I changed how I did brake bias from the video , I went to using pressure reducing valves made by Stainless Steel Brake Corp I got them from Racesparts Wholesale part number SSB-1000, these are in line pressure
reducing valves that have a little size. They have a knob you can turn to reduce the pressure your brake line hose by up to 60%. I mounted 2 of them my steering wheel , one for each master cylinder. I ran a 6 inch
brake line from each master cylinder to each pressure reducing valve. Then I connected the brake line hoses coming from brake calipers to the pressure reducing valves. So I one pressure reducing valve in the brake line going to the rear brakes and one pressure reducing valve in the brake line going to the front brakes. With this set up I could turn the knobs on the steering wheel while I was out on the track driving to adjust the brakes, this system worked great.

I am T4 arm pits down no working muscles , any muscle that crosses line of my arm pits does not work. Supporting my upper body in the kart was my major goal in setting up a kart. The things you do to support upper body will mess up the how the kart handles on the track. Karts pull high side loads
and if your body is not supported you will not be able to drive. Paraplegic with a lower injury like close to the waist level would likely not have a problem and could use a normal kart seat with no other support.

You will need to put a bungee cord across the front bumper over your legs, to hold your legs in the kart. If you hit a big bump in the kart your leg can bounce out the kart, this happen to me, I got lucky and did not damage my leg.

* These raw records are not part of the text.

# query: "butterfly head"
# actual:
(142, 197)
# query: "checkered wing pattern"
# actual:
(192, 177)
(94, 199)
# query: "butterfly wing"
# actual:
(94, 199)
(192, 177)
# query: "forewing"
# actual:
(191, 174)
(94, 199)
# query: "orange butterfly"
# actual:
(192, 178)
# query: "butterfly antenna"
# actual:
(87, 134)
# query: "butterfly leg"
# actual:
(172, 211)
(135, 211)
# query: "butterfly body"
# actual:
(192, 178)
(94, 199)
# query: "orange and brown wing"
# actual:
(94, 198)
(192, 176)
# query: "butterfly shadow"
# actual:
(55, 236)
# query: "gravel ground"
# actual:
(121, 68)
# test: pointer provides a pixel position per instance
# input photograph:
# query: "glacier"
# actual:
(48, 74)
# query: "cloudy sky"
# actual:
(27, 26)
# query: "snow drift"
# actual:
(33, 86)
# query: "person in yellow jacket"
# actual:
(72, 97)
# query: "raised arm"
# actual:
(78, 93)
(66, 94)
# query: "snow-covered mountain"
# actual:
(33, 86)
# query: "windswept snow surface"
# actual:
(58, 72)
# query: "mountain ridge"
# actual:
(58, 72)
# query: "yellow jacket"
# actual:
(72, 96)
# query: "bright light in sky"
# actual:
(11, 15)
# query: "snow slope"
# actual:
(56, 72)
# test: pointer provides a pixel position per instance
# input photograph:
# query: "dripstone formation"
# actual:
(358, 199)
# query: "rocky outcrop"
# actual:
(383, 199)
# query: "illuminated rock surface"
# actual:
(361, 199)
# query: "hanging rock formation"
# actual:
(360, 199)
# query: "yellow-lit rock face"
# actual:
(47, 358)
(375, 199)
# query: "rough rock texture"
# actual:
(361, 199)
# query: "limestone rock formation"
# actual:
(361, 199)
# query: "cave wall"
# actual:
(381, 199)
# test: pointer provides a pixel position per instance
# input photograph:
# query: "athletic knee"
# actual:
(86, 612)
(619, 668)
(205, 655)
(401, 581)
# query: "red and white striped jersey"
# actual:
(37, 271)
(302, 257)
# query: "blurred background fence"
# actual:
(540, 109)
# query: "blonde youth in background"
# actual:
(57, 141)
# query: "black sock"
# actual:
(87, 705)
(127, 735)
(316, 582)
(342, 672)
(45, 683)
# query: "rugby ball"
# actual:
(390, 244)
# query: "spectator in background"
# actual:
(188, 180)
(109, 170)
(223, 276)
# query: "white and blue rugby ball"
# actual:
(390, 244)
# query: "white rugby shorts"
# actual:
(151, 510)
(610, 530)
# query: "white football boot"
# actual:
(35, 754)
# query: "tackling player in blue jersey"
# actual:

I used a Velcro round my legs up where my legs come out of the seat near the gas tank to keep my leg away the exhaust pipe on my shifter, in corners your leg whats to slide toward exhaust pipe. I got third degree burn on my leg from the pipe, my leg slid 8 inches over onto pipe due to cornering forces when I burned my leg.

I do not have pictures or video of the changes I made to the kart after the time the video on YouTube where shot.

The Clutch kart video is kart with a KT-100 Yamaha motor, I did not need arm rest supports like I used on the shifter kart . On this kart I did use a PRO RIB seat that I got from Power Sports Racing, this seat does come up a little higher on the sides than a normal kart seat. I only used this Kart a few months got bored with it and moved to shifter karts.